Comparative analysis of transcript levels using L. infantum promastigotes induced to differentiate under low-pH/elevated temperature conditions showed a similar trend for A2, AML1, AML2 and ATG8 upregulation, while Pr2C was downregulated (Fig. 6C), even though RNA samples were isolated from cell samples collected at a much earlier time point (8 h, compared with 24 h). Analysis of 24 h samples was avoided because of the reduced viability at that time. A very interesting difference in the gene expression pattern induced by ROS exposure, compared with the conventional low pH/high temperature shift method for amastigote differentiation, was observed for transcript levels of the virulence-determining protein p27, which is an essential component of the active cytochrome c oxidase (COX) at the amastigote stage. Expression of p27 increases the overall ETC activity and promotes oxidative phosphorylation for ATP production, as the parasites shift towards a mitochondria-dependent mode of energy generation (Dey et al., Reference Dey, Meneses, Salotra, Kamhawi, Nakhasi and Duncan2010). A 6-fold upregulation of p27 expression was observed with the low-pH/high-temperature shift, whereas treatment with either 200 µm H₂O₂ or 10 µm menadione resulted in downregulation (Figs 6D and 7). This result suggests that while p27-mediated enhancement of ETC activity is necessary for generating superoxide during low-pH/high-temperature exposure, but its expression is not necessary and can be bypassed during treatment with the superoxide-inducing drug menadione or direct exposure to H₂O₂.
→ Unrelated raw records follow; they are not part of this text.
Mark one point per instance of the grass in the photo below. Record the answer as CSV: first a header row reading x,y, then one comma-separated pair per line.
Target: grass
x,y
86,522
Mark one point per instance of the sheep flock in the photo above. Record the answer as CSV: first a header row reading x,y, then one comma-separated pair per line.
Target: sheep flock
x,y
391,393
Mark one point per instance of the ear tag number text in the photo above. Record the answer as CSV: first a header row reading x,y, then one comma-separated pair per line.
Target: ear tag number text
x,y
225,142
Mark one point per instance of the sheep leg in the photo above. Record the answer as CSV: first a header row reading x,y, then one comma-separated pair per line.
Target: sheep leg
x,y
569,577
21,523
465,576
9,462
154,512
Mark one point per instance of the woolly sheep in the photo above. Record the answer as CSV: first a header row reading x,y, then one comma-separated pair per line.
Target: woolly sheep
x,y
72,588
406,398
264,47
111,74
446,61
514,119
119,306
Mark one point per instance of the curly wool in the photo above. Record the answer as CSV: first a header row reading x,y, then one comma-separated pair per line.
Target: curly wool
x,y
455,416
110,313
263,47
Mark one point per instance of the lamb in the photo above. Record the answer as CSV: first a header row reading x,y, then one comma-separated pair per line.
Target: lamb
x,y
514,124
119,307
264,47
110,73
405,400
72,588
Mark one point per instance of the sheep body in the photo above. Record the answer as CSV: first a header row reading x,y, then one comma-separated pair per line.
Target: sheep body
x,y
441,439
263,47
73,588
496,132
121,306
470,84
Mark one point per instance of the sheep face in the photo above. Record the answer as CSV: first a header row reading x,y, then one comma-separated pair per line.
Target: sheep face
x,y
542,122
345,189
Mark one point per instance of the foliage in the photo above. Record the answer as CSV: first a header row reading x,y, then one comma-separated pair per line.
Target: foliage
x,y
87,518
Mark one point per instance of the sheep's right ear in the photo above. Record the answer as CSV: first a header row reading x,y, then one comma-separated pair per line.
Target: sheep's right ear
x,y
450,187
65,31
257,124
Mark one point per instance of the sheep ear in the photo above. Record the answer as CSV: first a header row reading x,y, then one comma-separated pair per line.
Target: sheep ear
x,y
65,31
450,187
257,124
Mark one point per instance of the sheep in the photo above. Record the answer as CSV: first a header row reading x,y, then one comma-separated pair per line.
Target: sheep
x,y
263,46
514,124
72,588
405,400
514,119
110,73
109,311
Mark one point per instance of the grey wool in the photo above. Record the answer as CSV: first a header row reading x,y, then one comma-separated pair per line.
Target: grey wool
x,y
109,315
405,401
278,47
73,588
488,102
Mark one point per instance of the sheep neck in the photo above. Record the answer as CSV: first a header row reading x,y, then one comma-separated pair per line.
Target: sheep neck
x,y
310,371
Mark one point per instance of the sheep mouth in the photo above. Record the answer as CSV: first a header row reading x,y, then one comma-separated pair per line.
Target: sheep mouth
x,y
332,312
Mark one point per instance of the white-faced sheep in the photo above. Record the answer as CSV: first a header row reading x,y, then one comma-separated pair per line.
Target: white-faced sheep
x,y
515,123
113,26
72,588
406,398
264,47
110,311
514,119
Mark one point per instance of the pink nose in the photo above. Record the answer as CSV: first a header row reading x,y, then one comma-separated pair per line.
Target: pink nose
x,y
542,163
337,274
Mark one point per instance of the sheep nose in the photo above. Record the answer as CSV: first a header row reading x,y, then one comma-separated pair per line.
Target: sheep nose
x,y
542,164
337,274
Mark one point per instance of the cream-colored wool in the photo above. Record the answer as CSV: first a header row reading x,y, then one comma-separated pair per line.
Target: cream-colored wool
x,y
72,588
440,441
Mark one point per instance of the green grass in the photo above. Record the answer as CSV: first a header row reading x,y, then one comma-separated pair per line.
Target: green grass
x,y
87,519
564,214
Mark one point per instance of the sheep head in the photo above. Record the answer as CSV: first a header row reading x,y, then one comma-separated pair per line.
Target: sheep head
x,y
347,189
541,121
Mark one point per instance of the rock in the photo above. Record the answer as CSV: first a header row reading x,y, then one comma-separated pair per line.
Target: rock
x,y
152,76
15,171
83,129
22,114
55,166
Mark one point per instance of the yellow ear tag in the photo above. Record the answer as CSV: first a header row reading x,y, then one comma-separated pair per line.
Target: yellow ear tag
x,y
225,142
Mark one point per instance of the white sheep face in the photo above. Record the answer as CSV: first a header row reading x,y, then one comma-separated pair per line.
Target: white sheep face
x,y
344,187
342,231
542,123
Leishmania donovani also differentiates into amastigotes in response to ROS treatment

To further validate our findings that ROS exposure can trigger amastigote differentiation and virulence in visceralizing Leishmania species, we tested L. donovani, the causative agent of the highly lethal kala-azar. Leishmania donovani promastigotes in culture (pH7.4; 26 °C temperature) were treated with either 200 µ m H₂O₂ or 5 µ m menadione, exactly as described earlier. Both H₂O₂ and menadione treatments resulted in attenuation of cell division (compare 24 h carrier treatments as control to 24 h H₂O₂ or menadione-treated samples) but did not affect overall viability of the parasites in culture (compare 0 h carrier treatments as control with 24 h H₂O₂ or menadione-treated samples), was confirmed by FDA staining (Fig. 8A, B and E). A significant increase in the number of non-flagellated cells, consistent with promastigote to amastigote transition, was also observed in promastigote cultures 24 h following H₂O₂ or menadione treatment (Fig. 8C–E), similar to that seen with L. infantum. SEM examination of parasites clearly showed loss of the elongated flagellar structure, reduction in body length and appearance of amastigote-like morphology following both ROS treatments (Fig. 8F). Collectively, our results identify ROS-mediated signalling as a critical step for differentiation and virulence development in visceralizing Leishmania species.

Fig. 8.

ROS triggers amastigote differentiation in L. donovani. Mid-log-phase L. donovani promastigotes were resuspended at a concentration of 5  ×  10⁶ cells mL⁻¹ and treated with either just the carrier (water or DMSO), 200 µ m H₂O₂ or 5 µ m menadione. Figures (A) and (B) represent live cell counts determined with the FDA assay using a haemocytometer for H₂O₂ and menadione treatments, respectively. Figures (C) and (D) represent an enumeration of flagellated (white columns) and non-flagellated cells (dark columns) for H₂O₂ and menadione treatments. Data in A–D represent the mean of three independent biological replicates (n = 3). Error bars represent the standard error of measurement. Student's two-tailed t-test was used in all panels. P values are indicated in the figure. (E) Representative images showing the morphology (DIC) and viability (FDA fluorescence) of parasites in regular promastigote culture and cultures treated with 200 µ m H₂O₂ or 5 µ m menadione. Bar = 14 µ m. Viable amastigote-like parasites are indicated by arrows. (F) Scanning electron micrographs depicting morphology of representative cells in regular media or treated with H₂O₂ or menadione. Bar = 3 µ m.